Senga, speaking through an interpreter before the Mets hosted Pittsburgh on Monday, would not go as far as to credit his personalized pillowcases, etc., for his improved numbers on the road — although he did say “I’m able to get consistent sleep” because of his expanded travel bag.

“I think it’s more the general things of how I’ve gotten used to pitching over in the States, the routine that I have to go through now,” Senga said. “How well I did at home early in the season, it was just by chance. As the season gets later and later, I was able to stabilize myself and my routine, and I think that’s why my numbers have gotten better on the road.”

All season, the Mets have marveled at how Senga has adjusted to pitching for a new team in a new country with a different baseball than the one he used for 11 seasons in Japan — and, until a little more than a week ago, without his family.

Senga’s young daughter and son came over from Japan for the first time this season and got to see him beat the Cubs at Citi Field on Aug. 7

Since then, Senga has been regularly throwing batting practice in the outfield to the tykes in a scene that breaks every record for adorableness.

Said Pete Alonso: “I think for him — that language barrier and culture shock being away from his family — it definitely takes a toll. But he’s been adjusting so well. Kodai has just like totally embraced the language, embraced the city, embraced the culture of a totally different country. There’s such a human element to this.
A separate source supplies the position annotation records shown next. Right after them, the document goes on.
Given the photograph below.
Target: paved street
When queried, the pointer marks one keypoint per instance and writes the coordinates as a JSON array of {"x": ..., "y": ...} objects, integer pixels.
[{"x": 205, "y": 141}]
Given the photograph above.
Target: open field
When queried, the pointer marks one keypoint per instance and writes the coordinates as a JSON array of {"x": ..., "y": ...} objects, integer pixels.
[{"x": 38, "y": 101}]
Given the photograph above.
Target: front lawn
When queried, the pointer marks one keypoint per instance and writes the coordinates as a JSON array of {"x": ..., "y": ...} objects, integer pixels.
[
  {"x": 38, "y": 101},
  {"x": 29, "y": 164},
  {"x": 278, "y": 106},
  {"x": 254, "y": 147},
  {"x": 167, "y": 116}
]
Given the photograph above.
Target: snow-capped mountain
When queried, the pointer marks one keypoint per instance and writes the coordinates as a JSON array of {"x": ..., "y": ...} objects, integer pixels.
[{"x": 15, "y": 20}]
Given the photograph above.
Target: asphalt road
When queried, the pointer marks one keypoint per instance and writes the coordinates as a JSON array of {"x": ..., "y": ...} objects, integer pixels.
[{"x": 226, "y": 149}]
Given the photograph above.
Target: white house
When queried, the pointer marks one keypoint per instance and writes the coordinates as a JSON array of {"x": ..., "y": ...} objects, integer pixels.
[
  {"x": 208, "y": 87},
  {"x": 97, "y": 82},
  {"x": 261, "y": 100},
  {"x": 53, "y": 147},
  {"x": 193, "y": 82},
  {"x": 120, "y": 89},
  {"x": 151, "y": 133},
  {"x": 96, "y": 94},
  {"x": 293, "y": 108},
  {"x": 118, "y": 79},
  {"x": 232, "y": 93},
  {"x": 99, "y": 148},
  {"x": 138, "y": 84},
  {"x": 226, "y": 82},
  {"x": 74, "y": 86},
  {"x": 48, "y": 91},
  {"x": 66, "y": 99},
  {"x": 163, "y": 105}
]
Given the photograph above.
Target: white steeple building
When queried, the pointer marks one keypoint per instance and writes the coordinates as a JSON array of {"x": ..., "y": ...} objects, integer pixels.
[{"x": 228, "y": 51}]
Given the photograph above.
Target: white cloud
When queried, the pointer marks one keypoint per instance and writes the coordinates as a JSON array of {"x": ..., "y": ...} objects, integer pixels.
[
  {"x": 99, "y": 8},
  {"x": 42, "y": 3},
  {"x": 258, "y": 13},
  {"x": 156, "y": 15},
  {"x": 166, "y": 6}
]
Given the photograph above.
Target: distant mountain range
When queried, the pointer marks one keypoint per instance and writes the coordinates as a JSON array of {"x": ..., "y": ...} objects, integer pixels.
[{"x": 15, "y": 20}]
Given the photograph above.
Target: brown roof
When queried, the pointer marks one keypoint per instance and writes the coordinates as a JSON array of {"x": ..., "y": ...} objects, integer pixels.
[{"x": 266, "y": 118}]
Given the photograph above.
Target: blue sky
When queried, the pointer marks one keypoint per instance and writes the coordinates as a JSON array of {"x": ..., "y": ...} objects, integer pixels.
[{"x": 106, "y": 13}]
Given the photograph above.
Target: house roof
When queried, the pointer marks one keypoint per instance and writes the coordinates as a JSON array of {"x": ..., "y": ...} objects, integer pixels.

Seeing his kids and seeing his family, I’m sure that that meant the world to him.”

Senga was typically reserved when asked about pitching in front of his kids, joking, “I didn’t want to embarrass myself in front of them.”

In 2024, as the roster stands now, Senga will enter the second year of his five-year, $75 million contract as the Mets’ No. 1 starter. It’s another adjustment he’ll have to make after starting his rookie season behind Max Scherzer and Justin Verlander on the depth chart.

But the Mets are convinced that Senga can handle anything thrown his way — whether it’s potentially starting on Opening Day or a lumpy hotel mattress or learning a new language (one that Alonso says Senga already is better at than he has let on publicly).

“Kodai’s English is getting extremely good,” Alonso said. “He won’t tell you that because he’s too bashful. He’s come a long way from where he was at the start. He’s a great teammate and he is such a positive and it’s infectious. I’m so happy he’s with us.”